I agree, especially with the authoritarian group, but there has to be some point or behavior somewhere where it’s so outrageous that they almost have to pull the plug. Like a recorded phone call with a quid pro quo with Putin or something. I think that very few of our members of Congress have the moral courage to do such a thing on their own unless they are overwhelmed with constituents who tell them to impeach the guy or they will bring out the pitchforks.
Doug Masson says
I am almost always surprised about that moment when a politician or party loses support. Stuff that I think should cost them support never seems to and stuff that I think seems pretty trivial somehow tips the scale. Iraq War? No problem. Terri Schiavo? Big problems.
“Iraq War? No problem.”
Still find that one just stunning.
Our lowest point this century until Trump.
They won’t see it because it will always be someone else’s fault.
Obamacare will be blamed for the reason why Medicaid/Medicare/Social Security has to be gutted. “I wanted to keep your coverage, but Obamacare was so bad I couldn’t.” It doesn’t line up with the facts, but those will just be explained away as “fake news” and the “liberal media”.
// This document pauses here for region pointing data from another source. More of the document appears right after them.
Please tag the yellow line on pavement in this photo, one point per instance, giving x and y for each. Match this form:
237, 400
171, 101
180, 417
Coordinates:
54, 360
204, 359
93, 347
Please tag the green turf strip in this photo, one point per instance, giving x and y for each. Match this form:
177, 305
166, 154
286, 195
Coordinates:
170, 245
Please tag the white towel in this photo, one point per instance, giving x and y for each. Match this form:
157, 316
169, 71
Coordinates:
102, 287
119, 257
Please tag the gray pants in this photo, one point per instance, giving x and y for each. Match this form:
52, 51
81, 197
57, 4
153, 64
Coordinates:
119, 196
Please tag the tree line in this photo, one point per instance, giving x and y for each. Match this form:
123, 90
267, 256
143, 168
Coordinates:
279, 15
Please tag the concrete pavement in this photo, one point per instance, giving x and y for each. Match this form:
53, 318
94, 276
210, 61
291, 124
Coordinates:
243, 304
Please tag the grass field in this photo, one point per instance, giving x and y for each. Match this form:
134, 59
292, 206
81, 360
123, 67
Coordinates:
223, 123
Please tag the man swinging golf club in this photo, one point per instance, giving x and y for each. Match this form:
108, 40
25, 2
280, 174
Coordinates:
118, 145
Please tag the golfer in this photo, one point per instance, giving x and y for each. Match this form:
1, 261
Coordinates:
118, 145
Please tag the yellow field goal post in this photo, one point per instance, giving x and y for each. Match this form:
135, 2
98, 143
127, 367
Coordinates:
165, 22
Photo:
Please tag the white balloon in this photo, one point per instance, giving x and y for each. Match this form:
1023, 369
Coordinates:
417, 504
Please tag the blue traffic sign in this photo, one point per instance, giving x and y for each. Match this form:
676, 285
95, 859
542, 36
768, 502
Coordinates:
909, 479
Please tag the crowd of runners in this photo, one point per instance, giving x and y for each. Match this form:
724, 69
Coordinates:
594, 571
My favorite part of the article was this:
And they say millennials are self-centered. I’m gobstruck that people don’t realize that all insurance, even pre-ACA insurance, was/is risk-sharing.
They don’t believe in risk-sharing, for illogical reasons. As far as I can tell it’s a mixture of unexamined and unresolved feelings — jealousy, fear of someone benefitting in some way I may not benefit (coupled with a lack of gratitude), lack of compassion, magical thinking that bad things will never happen to me, and the fatalism that if they do that’s just the way things are.
Rick Westerman says
Heck, except for point #3 I have had the same concerns about my Purdue-provided health care. Prices keep going up while (for a while) wages were stagnant; having to change plans and providers yearly as Purdue scrambles to keep costs down; arguing with insurance providers about what is covered; resentment at the medical companies — why does physical therapy charge $150+/hour to have someone watch me do exercises? why can’t anyone tell me what a procedure will cost before I get it done?